Funds raised from such bonds are exclusively used for lending to small and micro businesses. Medium to small-sized banks are usually the main issuers of such bonds. Due to the high risks of microloans, the interest rates of small and micro financial bonds used to be relatively high.

In addition to policy support, abundant market liquidity has also brought down the cost of such bonds, a banker told Caixin.

In the first five months, the Agricultural Bank of China issued 20 billion yuan of small and micro financial bonds at an interest rate of 1.99%, and Bank of China issued 10 billion yuan of bonds at 2.65%, compared with 3.25% in a December issuance.
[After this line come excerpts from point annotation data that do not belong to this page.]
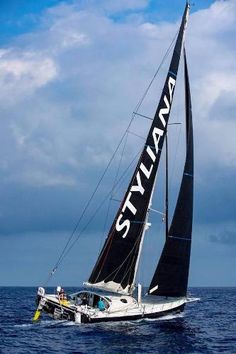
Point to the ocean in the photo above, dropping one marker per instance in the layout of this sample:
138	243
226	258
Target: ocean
207	326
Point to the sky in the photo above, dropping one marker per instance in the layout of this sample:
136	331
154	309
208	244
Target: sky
71	74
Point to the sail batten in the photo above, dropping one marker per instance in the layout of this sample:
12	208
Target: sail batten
118	260
171	275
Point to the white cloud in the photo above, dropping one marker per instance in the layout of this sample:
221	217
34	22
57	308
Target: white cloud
67	90
21	73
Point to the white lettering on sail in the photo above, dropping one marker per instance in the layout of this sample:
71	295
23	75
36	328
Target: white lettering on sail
151	153
139	188
146	172
165	110
120	227
171	86
156	134
129	205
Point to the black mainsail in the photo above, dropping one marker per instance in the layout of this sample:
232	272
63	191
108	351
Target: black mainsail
171	275
116	266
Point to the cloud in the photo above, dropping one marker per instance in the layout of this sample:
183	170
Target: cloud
227	237
23	72
68	90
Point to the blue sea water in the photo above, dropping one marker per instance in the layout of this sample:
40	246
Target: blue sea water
207	326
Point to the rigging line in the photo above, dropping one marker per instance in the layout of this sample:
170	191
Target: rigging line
116	270
110	161
88	203
157	71
113	187
96	211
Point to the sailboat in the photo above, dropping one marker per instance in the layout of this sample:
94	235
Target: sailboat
109	292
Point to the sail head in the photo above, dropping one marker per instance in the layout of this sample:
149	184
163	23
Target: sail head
171	275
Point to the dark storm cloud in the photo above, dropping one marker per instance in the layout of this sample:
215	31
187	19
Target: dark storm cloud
227	237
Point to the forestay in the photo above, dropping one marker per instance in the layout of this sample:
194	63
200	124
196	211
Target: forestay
117	263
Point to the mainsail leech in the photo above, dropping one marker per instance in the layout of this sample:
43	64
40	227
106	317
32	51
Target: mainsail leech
117	263
171	275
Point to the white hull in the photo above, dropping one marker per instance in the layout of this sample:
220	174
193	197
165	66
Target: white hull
119	308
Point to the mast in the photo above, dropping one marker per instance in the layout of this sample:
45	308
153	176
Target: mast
117	263
167	190
171	275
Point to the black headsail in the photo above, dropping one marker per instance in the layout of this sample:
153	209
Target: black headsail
117	263
171	276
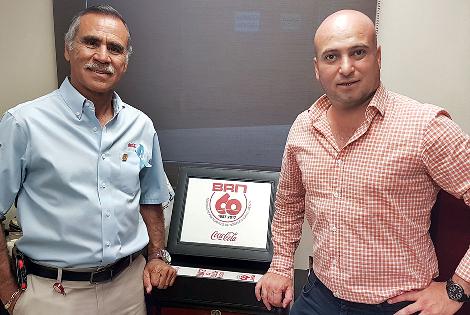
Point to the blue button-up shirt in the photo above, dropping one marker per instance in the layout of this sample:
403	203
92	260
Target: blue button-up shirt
79	185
Even though the funds raised will go to small and micro businesses, investors in the bonds mainly consider the credit status of the issuers, a person at a large brokerage said.

In addition to bank loans, China is exploring broader channels to help small and micro businesses obtain financing. The National Association of Financial Market Institutional Investors (NAFMII), a central bank-backed body that oversees the interbank market, launched a pilot program to issue asset-backed commercial paper (ABCP), a short-term investment product sold by banks and backed by companies’ physical assets.

As of Tuesday, the first batch of ABCPs amounted to 3.3 billion yuan, helping to provide financing for about 270 small and micro businesses in the supply-chain industry.

For those medium, small and micro enterprises that have difficulty raising funds by issuing bonds directly, ABCPs can help them get financing by selling parts of their future expected receivable payments, thus greatly lowering the financing threshold and making the funds directly accessible to the real economy, the NAFMII said.

As many small companies have difficulty lining up financing due to lack of collateral or guarantees, regulators are also considering amending laws to remove institutional barriers.

In a guideline jointly issued Monday by the central bank, the China Banking and Insurance Regulatory Commission, the National Development and Reform Commission and several other ministries, regulators proposed to amend the country’s commercial bank law to revise the provision requiring that commercial bank loans have a guarantee.